Their latest move to trade for Miguel Rojas raised some eyebrows, too. Rojas, who is sharp defensively, is entering his age-34 season and will be a free agent after 2023. The Dodgers traded a top-15 prospect in Jacob Amaya in the deal with the Marlins.
Was Amaya carving out a future role for himself? Not exactly. But he just reached Triple-A and showed improvement. Was this the right move to maximize his value? On top of that, the addition of Rojas creates infield alignment questions.
Is Gavin Lux not the starting shortstop? If he is, did the Dodgers just trade a top prospect for a backup shortstop? If he's not, then how were they so comfortable letting both Corey Seager and Trea Turner walk in free agency, even if the plan was always to go after Shohei Ohtani and then Juan Soto?
The Dodgers are never going to come out and say "we're resetting the payroll so we don't have to pay a higher luxury tax over the next few years," but please, don't tell the fans that you're banking on bounce back seasons from aging players who should be supplementary pieces at this point in their careers.
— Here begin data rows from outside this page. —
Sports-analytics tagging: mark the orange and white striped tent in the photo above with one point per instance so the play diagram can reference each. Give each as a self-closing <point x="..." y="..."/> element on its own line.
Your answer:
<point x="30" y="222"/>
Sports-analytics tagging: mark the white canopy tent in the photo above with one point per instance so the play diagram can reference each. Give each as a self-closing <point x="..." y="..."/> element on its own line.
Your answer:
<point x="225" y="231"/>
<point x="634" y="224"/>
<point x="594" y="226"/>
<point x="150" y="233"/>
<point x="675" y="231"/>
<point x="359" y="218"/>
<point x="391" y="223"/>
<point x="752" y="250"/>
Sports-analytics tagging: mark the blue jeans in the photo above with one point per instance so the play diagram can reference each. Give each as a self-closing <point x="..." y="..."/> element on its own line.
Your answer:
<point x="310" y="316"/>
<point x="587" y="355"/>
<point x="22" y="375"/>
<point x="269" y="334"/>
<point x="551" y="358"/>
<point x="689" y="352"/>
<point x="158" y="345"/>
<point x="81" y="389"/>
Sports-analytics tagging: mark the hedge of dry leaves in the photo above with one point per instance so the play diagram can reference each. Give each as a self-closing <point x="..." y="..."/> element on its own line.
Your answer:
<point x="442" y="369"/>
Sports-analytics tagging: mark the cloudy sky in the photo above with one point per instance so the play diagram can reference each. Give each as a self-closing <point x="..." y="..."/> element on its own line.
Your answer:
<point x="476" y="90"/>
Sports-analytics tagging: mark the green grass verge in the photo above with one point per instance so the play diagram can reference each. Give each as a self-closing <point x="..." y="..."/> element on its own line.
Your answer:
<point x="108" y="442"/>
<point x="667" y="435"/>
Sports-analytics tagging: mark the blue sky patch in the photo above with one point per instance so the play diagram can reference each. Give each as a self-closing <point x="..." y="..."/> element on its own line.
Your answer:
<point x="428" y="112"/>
Dodgers GM Brandon Gomes thinks Max Muncy and Chris Taylor will bounce back
In speaking with Bill Plunkett of the Orange County Register, Dodgers general manager Brandon Gomes talked about how Muncy and Taylor having full offseasons to prepare for the 2023 campaign will play a big role in their improvements from 2022.
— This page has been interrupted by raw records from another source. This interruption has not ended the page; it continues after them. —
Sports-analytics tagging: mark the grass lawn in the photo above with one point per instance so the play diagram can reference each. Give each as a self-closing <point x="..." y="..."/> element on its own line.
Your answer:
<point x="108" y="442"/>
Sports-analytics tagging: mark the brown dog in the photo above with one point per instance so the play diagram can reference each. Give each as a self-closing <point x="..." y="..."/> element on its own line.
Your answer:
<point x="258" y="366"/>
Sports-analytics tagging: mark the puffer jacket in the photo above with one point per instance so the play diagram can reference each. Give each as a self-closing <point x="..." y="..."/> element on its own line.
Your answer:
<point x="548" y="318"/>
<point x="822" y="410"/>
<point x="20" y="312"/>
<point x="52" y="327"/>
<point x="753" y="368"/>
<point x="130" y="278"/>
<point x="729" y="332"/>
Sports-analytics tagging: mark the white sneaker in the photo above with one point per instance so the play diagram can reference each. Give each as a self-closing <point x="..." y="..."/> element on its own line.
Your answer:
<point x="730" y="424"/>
But that wasn't the issue last year. Muncy dealt with a torn elbow ligament and Taylor suffered a fractured foot, which cratered his second-half production. And even if the issue was the lack of a full offseason to prepare due to the lockout, is that really a paramount issue for established MLB veterans?
Both Muncy and Taylor will be heading into their age-32 seasons. They're not "old," but they're certainly not getting any younger. And if the Dodgers are optimistic that these aging options -- who will be called upon to play multiple positions -- will be able to get back on track, return to All-Star form, and propel the team after so many key players departed, then that's an unnecessary stretch.
Muncy, for as good as he's been, saw such success because of how stacked the Dodgers lineup was in previous years. Fans haven't necessarily seen him tasked with being an impact player without elite protection around him. As for Taylor, his defense is extremely valuable because of his versatility, but he's always been a strikeout-heavy bat and more of a lineup-lengthener than anything.
Now that the Dodgers lineup could feature Gavin Lux, Miguel Rojas, JD Martinez and Trayce Thompson as everyday starters, we could be looking at a universal dip in production from everybody, which is why any sort of "resurgence" from Muncy and/or Taylor should be viewed as minimal rather than life-saving.